LO is permitted to act as a channel of communication/carry out a liaison/representation role between the head office/group companies and parties in India. It is not permitted to undertake any commercial/trading/industrial activity, directly or indirectly. LO is obliged to maintain itself and meet its expenditure through inward remittances from the Head Office. LO is generally approved only for a specified period which is subject to renewal and in certain sectors, the LO is obliged to upgrade into a company (wholly owned subsidiary/joint venture) post the initial approval period.

Establishing an LO requires the prior approval of RBI which is location specific and subject to guidelines issued in this regard. The RBI also monitors its activities on an ongoing basis primarily by seeking an annual compliance / activity certificate for the LOs operation from its Auditors in India.

Recently, the Reserve Bank of India (RBI) placed in the public domain (through a draft circular) the eligibility criteria and procedural guidelines for establishment of liaison offices by foreign entities in India. As per the draft guidelines the foreign entity needs to have a successful profit making track record during immediately preceding 3 years in the home country. Further, a net worth of not less than USD 50,000 is also required.

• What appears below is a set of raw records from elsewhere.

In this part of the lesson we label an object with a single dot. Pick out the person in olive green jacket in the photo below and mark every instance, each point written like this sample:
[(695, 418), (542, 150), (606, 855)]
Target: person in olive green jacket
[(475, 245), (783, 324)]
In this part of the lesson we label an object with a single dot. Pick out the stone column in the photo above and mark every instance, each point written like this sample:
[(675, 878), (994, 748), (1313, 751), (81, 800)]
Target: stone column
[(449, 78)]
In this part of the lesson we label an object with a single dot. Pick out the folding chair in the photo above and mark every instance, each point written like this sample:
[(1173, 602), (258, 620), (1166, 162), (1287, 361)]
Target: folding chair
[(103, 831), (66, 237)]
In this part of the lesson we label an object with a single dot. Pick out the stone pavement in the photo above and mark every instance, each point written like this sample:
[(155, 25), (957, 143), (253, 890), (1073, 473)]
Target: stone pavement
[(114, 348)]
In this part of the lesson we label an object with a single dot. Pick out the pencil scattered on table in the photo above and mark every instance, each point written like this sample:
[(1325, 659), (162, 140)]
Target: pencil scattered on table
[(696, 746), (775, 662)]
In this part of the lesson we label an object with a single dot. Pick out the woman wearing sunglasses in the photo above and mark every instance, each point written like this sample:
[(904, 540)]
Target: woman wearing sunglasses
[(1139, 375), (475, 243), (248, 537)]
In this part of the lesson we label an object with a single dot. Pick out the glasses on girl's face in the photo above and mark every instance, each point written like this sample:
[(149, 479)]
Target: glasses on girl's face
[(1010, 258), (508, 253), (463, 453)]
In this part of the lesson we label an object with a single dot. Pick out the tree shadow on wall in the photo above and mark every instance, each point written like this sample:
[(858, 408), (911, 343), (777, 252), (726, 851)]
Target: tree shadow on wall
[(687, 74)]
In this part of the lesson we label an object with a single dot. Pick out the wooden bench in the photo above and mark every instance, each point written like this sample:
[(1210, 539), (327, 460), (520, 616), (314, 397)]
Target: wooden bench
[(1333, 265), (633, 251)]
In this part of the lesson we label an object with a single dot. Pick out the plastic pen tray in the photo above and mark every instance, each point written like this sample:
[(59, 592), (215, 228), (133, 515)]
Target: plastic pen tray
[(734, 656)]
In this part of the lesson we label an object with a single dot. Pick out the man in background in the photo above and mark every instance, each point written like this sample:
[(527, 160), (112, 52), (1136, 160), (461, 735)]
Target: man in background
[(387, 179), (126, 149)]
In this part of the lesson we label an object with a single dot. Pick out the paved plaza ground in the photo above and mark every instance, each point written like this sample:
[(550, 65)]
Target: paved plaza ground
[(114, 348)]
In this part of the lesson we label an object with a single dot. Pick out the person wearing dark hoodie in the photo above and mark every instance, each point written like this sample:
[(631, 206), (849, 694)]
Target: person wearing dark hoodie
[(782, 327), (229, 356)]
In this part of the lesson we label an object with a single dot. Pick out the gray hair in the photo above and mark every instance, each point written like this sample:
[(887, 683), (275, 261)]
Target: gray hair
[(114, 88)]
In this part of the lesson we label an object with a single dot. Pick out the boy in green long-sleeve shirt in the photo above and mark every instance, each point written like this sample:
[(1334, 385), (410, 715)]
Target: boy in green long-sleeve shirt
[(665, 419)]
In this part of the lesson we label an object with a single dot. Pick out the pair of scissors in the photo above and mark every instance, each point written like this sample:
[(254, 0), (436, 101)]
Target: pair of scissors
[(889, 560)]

Through this draft Circular, the RBI had also proposed certain procedural changes to the application procedure and to delegate certain powers to Authorised Dealers regarding extension of validity period of liaison offices of foreign entities and closure of their liaison offices in India.

The proposed amendments do not apply to applications from banks (which need approval under the banking regulations from the RBI) and insurance companies (which are permitted to set-up an LO under general permission subject to necessary approval from Insurance Regulatory and Development Authority of India). Post approval of RBI and set-up in India, various registrations and compliance obligations entail on the LO.